Strukturierung des Raumes: Verschiedene Bereiche im Raum werden nach individuellen Erfordernissen eingeteilt und optisch abgegrenzt. Ein Bereich kann zum Essen, ein Bereich zum Arbeiten sowie ein Bereich für Pausen abgetrennt werden. So werden Ablenkungen durch nicht relevante äußere Reize vermieden, um für das Kind die wesentlichen Merkmale der jeweiligen Situation klarer hervor zu heben und eine verbesserte Konzentration zu ermöglichen.
Strukturierung der Zeit: Diese ist notwendig, um den Menschen mit Autismus, die ein schlechtes Zeitgefühl haben und schnell den Überblick verlieren, einen Tag übersichtlich und vorhersehbar darzustellen. Anhand von Tages- und Stundenplänen werden zeitliche Abläufe verdeutlicht und einzelne Handlungsschritte in ihrer Abfolge vorstrukturiert. Bei Tagesplänen werden die Aktivitäten eines Tages in ihrer Reihenfolge dargestellt. Für einen Tagesplan werden reale Gegenstände, Fotos, Symbole oder Bild- und Wortkarten eingesetzt. Durch die Vorhersehbarkeit von Ereignissen sind autistische Menschen eher bereit, aus ihrer Gleichförmigkeit herauszukommen und sich auch neuen Situationen zu öffnen.
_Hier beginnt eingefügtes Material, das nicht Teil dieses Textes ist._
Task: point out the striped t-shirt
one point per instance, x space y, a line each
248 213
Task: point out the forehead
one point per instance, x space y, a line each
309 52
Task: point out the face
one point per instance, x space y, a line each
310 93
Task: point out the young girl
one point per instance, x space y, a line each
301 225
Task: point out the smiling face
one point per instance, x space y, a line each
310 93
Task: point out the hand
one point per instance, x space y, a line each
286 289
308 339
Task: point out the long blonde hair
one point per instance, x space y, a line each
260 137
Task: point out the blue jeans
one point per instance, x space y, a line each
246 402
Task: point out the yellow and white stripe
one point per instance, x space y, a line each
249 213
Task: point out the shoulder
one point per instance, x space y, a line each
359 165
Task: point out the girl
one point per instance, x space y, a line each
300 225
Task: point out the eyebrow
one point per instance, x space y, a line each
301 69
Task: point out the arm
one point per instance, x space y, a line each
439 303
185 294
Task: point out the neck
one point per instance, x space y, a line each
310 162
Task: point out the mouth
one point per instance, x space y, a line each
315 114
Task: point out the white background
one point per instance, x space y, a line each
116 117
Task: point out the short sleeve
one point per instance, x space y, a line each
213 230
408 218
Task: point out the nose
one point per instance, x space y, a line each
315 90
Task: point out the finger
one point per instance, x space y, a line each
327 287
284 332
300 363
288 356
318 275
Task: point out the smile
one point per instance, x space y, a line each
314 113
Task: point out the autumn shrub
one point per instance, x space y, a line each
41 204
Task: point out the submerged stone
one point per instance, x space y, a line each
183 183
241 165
Strukturierung von Aktivitäten: Da viele Menschen mit Autismus oft große Schwierigkeiten haben ihre Handlungen zu organisieren, müssen Aktivitäten vorstrukturiert werden: Was ist wie zu tun? Wie viel davon? Wann bin ich fertig? Was kommt danach? Diese Vorgehensweise kann auf jede Tätigkeit angewendet werden. Innerhalb des Tagesverlaufs werden bestimmte Abfolgen einer Situation vorstrukturiert, um ein hohes Maß an Aufmerksamkeit und Bereitschaft zu erhalten. Mahlzeiten einnehmen, Toilettengänge bewältigen, Stundenübergänge aushalten und sich in der neuen Stunde wiederfinden fordern den Schüler in seinem individuellen Aufnahmevermögen heraus. Fotos, Symbole oder Bild- und Wortkarten ermöglichen innere Stabilität und Vertrauen, sich auf das Erlebnis einzulassen.
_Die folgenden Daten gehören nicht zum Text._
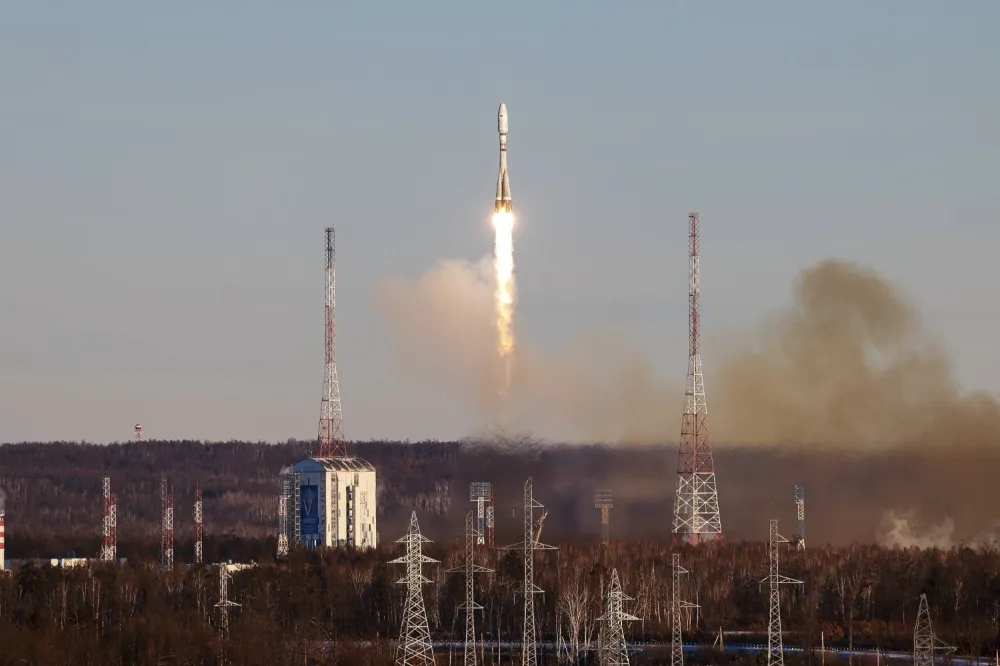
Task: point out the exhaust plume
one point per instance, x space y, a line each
503 264
847 366
444 328
842 391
Welche außerschulischen Fördermöglichkeiten werden für Schüler mit autistischen Verhaltensweisen geboten?
Eltern von Kindern mit autistischen Verhaltensweisen können sich neben der Schule auch noch Hilfe bei folgenden pädagogischen Diensten einholen:
Autismus-Therapie-Zentrum
Bleichstr. 185
33607 Bielefeld
Tel.: 0521 –322011
Westfälisches Institut für Entwicklungsförderung
Königsweg 9
33617 Bielefeld
Tel.: 0521 – 9146432 / 33
Beide Dienste bieten Diagnostik, Beratung, Supervision und Therapie an. Kommt es zu einer Therapiemaßnahme, findet diese entweder einmal wöchentlich in den entsprechenden Zentren
(Abholdienst gewährleistet) oder in der Schule statt.
Eltern und Lehrer stehen dabei in regelmäßigem Kontakt zu den Therapeuten, damit eine kontinuierliche Förderung gesichert ist.